6. Security Token Service based on WS-Trust

WSO2 Identity Server supports Security Token Service based WS-Trust 1.3/14. This is based Apache Rampart.





















STS is seamlessly integrated with the underlying user store and to issue tokens users can be authenticated against it.

User attributes are by default fetched from the underlying user store - but provides extensions points where users can write their own attribute callback handlers. Once those callback handlers are registered with the STS - attributes can be fetched from any user store out side the default underlying user store.

STS can be secured with any of the following security scenarios.
  • UsernameToken
  • Signature
  • Kerberos
  • WS-Trust [Here the STS can act as a Resource STS]
7. Role based access control and user management API exposed over SOAP

WSO2 Identity Server can be deployed over an Active Directory, LDAP [ApacheDS, OpenLDAP, Novell eDirectory, Oracle DS.. etc..] or a JDBC based user store.
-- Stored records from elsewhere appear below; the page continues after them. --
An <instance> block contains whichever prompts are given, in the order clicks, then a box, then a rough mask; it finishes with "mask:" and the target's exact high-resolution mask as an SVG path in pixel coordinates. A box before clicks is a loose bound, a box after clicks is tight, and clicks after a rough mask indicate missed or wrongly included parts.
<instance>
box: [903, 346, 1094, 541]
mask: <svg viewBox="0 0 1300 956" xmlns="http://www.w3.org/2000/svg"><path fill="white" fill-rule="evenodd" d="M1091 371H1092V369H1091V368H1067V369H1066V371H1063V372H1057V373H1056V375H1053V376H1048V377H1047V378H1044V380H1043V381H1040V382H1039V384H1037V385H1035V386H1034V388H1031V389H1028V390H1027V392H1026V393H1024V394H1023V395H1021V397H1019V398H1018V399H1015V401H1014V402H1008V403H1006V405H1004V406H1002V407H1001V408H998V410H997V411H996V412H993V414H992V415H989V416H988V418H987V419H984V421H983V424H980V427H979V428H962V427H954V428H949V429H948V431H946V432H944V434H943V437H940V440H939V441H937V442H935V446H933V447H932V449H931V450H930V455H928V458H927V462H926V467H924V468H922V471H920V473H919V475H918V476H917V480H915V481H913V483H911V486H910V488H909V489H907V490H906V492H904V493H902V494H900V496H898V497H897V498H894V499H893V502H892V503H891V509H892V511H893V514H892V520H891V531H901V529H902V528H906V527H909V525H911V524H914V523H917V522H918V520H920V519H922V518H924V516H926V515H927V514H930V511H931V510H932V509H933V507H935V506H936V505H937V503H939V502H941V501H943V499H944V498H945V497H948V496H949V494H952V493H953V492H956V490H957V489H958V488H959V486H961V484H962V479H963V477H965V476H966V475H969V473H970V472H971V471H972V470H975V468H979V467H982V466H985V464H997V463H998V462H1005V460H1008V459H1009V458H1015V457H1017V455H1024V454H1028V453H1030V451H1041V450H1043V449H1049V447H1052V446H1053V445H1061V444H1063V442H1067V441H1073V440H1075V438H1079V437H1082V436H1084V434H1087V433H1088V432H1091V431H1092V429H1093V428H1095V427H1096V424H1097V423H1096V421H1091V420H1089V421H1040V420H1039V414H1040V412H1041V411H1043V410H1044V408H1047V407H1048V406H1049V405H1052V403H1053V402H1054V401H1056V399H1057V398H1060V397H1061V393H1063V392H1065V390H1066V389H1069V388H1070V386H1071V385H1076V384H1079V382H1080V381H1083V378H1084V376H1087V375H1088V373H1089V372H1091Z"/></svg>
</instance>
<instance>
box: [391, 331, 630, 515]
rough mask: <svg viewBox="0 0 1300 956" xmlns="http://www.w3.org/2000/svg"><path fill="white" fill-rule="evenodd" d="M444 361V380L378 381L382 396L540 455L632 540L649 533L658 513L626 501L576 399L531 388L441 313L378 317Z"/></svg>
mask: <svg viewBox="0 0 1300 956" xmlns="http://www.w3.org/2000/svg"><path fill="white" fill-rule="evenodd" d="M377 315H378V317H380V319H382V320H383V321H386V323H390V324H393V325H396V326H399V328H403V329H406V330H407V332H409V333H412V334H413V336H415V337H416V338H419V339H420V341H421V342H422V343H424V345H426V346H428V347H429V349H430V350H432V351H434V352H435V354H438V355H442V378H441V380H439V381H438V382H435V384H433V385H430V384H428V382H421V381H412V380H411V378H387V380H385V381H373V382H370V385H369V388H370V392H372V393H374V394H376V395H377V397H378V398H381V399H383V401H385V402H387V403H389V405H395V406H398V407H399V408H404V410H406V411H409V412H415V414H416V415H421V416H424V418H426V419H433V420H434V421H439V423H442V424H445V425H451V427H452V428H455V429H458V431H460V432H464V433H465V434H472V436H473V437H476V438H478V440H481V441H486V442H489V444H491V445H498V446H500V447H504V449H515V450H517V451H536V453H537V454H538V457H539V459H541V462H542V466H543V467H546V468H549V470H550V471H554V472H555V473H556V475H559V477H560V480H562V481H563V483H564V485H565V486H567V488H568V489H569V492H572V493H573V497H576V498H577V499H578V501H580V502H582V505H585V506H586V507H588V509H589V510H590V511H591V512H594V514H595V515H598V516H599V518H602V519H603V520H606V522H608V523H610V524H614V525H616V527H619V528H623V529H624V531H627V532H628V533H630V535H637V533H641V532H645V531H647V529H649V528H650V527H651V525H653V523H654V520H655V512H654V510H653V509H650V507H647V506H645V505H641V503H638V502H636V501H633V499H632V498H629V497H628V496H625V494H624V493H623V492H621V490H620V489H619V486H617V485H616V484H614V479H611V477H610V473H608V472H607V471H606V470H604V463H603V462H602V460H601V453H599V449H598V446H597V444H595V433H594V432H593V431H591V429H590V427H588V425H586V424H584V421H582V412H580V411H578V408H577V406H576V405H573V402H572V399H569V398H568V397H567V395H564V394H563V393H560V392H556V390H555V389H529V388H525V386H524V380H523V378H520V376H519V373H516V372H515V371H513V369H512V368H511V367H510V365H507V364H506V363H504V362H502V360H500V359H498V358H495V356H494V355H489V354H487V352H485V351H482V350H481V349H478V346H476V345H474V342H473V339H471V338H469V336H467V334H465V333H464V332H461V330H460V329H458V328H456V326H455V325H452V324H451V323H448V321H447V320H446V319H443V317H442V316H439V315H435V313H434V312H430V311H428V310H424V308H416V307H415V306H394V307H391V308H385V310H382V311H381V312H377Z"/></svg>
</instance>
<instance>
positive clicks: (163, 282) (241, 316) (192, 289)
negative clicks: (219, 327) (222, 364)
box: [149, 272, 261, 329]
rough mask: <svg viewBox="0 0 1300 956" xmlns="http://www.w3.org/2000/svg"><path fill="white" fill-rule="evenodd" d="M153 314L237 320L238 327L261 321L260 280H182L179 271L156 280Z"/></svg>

It's a matter of configuration change and once done end users/systems can use the SOAP based API to manage users [add/remove/modify] and check user authorizations against the underlying user store.
















8. Fine-grained access control with XACML

WSO2 Identity Server supports XACML 2.0 and 3.0. All the policies will be stored in XACML 3.0 but yet capable of evaluating requests either from 2.0 and 3.0.

XACML PDP is exposed via following three interfaces.
  • SOAP based API
  • Thrift based API
  • WS-XACML
Identity Server can act as both a XACML PDP and a XACML PAP. These components are decoupled from each other.

By default all XACML policies are stored inside the Registry - but the users can have their own policy store, by extending PolicyStore API.
















9. Identity provisioning with SCIM

The SCIM support in WSO2 Identity Server is based on WSO2 Charon - and open source Java implementation of SCIM 1.0 released under Apache 2.0 license.

WSO2  Identity Server can act as either a SCIM provide or a consumer. Based on a configuration WSO2 IS can provision users to other systems that do have SCIM support.